Wirtschaft

"Größte Krise aller Zeiten" Lufthansa hat 99 Prozent weniger Passagiere

Lufthansa-Maschinen bleiben auf dem Boden. Von 760 Maschinen sind nur rund 60 im Einsatz.

Lufthansa-Maschinen bleiben auf dem Boden. Von 760 Maschinen sind nur rund 60 im Einsatz - zahlreiche Flugzeuge werden gerade am noch nicht eröffneten Berliner Flughafen BER geparkt.

(Foto: dpa)

Für die Lufthansa soll der Weg aus der Corona-Krise mit einer staatlichen Beteiligung und einer Zahlung von neun Milliarden Euro seitens der Bundesregierung geebnet werden. Wie ernst die Lage ist, zeigen aktuelle Fluggastzahlen.

Vom Höhenflug in massive finanzielle Turbulenzen: Noch im vergangenen Jahr verbuchte der Lufthansa-Konzern Rekorde bei Umsatz und Passagieren. Doch die Corona-Krise hat den globalen Luftverkehr im Eiltempo in seine "größte Krise aller Zeiten" gestürzt, wie Lufthansa-Chef Carsten Spohr es formuliert. Wie sehr das Unternehmen von der Pandemie betroffen ist, zeigt ein Blick auf die Zahlen. Im vergangenen Jahr stiegen bei einem Umsatz von 36,4 Milliarden Euro jeden Tag 350.000 Fluggäste in eine Maschine der Kranich-Linie oder der weiteren Konzernairlines wie Swiss, Austrian oder Eurowings. Zuletzt waren es nur noch etwa 3000.

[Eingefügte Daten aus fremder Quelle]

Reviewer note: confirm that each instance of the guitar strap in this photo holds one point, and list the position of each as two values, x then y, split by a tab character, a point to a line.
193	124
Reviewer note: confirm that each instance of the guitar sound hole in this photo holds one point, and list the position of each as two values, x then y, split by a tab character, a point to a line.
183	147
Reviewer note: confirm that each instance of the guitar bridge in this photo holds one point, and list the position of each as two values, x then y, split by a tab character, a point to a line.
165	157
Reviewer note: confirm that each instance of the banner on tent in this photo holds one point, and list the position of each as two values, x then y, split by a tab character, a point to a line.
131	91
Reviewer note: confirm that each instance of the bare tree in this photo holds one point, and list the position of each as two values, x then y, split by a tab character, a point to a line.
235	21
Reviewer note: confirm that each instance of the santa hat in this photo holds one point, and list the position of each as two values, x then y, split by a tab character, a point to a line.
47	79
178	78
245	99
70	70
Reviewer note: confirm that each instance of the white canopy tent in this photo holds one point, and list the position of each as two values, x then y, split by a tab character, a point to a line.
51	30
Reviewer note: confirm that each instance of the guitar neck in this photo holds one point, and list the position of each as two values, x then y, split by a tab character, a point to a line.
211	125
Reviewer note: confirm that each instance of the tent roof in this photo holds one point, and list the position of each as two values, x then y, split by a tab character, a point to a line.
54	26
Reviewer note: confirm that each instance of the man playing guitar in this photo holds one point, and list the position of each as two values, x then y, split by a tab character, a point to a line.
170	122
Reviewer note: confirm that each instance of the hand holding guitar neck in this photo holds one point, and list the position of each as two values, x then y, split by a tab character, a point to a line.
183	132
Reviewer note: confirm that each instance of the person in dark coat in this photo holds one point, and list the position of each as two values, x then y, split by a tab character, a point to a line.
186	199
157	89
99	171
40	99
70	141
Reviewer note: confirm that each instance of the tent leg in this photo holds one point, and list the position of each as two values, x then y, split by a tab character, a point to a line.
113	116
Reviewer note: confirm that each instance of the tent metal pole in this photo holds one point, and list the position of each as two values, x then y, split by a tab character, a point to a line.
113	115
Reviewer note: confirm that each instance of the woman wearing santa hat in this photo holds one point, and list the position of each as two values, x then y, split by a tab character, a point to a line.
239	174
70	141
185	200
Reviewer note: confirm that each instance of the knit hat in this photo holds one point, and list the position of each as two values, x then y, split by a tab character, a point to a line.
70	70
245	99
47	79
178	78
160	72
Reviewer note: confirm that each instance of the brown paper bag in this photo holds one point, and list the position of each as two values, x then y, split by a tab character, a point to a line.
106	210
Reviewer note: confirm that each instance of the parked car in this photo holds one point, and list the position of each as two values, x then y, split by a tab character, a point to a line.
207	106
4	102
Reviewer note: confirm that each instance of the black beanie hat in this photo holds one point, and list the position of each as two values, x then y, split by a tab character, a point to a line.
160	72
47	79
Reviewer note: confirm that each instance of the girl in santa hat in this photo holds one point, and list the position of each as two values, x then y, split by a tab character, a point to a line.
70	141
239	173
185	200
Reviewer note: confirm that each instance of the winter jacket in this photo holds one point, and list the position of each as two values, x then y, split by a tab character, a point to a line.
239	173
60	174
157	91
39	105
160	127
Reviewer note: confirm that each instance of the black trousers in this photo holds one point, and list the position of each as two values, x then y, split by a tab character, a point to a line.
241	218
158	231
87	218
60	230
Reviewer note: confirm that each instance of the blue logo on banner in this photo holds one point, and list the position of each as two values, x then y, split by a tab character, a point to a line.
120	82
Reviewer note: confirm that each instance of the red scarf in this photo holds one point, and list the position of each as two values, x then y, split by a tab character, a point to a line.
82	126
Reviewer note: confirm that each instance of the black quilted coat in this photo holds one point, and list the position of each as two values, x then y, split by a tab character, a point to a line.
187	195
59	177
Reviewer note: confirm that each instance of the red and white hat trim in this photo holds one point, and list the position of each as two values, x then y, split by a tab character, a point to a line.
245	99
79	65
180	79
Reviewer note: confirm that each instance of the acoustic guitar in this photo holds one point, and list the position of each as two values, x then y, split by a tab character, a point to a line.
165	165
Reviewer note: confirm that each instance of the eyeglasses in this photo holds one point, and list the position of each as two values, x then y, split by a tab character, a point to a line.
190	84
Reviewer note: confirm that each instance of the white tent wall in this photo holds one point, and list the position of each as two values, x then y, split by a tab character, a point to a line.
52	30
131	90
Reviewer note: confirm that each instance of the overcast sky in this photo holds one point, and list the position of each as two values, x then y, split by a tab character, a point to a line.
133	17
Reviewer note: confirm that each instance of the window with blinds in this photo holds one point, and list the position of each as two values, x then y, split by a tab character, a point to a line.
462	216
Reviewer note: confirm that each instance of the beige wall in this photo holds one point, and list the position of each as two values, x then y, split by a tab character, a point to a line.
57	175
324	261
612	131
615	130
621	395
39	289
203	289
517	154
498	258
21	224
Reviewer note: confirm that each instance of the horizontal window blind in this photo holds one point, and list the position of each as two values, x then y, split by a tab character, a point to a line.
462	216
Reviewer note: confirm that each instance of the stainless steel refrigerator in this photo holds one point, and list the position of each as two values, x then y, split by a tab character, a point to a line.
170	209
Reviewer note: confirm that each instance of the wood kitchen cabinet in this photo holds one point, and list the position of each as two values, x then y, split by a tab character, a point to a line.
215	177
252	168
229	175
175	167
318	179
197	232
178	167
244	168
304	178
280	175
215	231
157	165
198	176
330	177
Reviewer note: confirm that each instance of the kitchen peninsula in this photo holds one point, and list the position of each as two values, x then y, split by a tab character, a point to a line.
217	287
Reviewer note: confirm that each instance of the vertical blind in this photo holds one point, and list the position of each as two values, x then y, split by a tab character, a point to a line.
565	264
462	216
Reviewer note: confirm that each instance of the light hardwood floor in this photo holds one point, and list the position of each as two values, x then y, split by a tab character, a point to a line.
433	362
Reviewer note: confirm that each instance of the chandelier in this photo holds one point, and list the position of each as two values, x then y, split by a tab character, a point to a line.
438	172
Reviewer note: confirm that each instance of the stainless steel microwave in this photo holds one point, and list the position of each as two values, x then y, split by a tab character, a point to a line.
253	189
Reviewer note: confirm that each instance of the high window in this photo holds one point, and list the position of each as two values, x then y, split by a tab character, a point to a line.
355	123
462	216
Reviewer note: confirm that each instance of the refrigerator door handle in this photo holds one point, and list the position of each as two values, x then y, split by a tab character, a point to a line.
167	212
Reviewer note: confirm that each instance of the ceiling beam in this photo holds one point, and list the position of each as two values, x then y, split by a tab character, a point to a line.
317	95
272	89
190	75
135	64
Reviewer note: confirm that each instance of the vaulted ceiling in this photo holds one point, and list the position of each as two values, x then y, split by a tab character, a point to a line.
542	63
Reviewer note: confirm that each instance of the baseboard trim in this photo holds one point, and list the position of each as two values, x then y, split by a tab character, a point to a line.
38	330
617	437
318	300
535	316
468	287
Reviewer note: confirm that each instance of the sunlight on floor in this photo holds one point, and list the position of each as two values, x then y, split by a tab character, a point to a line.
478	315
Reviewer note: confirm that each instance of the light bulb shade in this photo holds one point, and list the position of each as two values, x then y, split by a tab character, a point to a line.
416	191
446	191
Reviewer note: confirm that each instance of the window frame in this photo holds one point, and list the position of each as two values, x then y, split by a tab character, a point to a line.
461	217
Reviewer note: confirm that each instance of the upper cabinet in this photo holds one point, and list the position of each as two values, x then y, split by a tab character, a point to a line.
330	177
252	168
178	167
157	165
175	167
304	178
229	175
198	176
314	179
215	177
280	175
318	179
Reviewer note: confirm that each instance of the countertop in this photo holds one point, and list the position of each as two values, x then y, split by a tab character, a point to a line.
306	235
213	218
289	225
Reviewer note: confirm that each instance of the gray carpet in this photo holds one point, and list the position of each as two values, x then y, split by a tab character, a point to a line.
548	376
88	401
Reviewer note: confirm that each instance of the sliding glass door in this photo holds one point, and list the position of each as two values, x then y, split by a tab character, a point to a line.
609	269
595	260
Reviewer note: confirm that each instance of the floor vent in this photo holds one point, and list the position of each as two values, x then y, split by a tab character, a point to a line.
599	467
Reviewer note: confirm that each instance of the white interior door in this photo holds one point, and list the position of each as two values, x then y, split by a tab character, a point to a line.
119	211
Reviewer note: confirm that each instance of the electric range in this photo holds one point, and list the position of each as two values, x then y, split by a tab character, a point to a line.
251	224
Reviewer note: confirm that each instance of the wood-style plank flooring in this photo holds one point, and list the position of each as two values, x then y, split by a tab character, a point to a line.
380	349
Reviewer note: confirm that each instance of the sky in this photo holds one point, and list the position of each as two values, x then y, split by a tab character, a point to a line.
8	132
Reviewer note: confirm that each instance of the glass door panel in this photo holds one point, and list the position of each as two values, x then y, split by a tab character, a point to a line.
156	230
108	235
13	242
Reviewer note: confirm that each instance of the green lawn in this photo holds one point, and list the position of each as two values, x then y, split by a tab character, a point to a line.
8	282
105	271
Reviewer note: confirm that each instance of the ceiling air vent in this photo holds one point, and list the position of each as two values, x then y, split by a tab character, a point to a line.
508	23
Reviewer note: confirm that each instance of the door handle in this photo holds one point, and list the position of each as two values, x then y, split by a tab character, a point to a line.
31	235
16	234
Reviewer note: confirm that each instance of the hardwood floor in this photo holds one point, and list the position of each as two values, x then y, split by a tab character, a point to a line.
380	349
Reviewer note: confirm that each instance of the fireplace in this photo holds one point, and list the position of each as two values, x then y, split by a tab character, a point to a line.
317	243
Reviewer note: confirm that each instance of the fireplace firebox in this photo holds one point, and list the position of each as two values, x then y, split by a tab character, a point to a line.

"Die Passagierzahlen bei Lufthansa liegen aktuell nur noch bei maximal einem Prozent des Vorjahresniveaus", berichtete Spohr Anfang Mai bei der virtuellen Hauptversammlung der Lufthansa. "Oder anders formuliert: Der Passagierrückgang beträgt 99 Prozent." Die Krise betrifft auch die Mitarbeiterinnen und Mitarbeiter des Konzerns.

Für 80.000 von ihnen bedeutet sie Kurzarbeit. Insgesamt hat die Lufthansa Group rund 138.000 Mitarbeiter. Wegen der Einreiseverbote in vielen Ländern und weiterer Einschränkungen zur Eindämmung der Pandemie ist ein Großteil der Flotte am Boden. Von 760 Maschinen sind nur rund 60 im Einsatz; hoch ist lediglich die Nachfrage nach Frachtflügen.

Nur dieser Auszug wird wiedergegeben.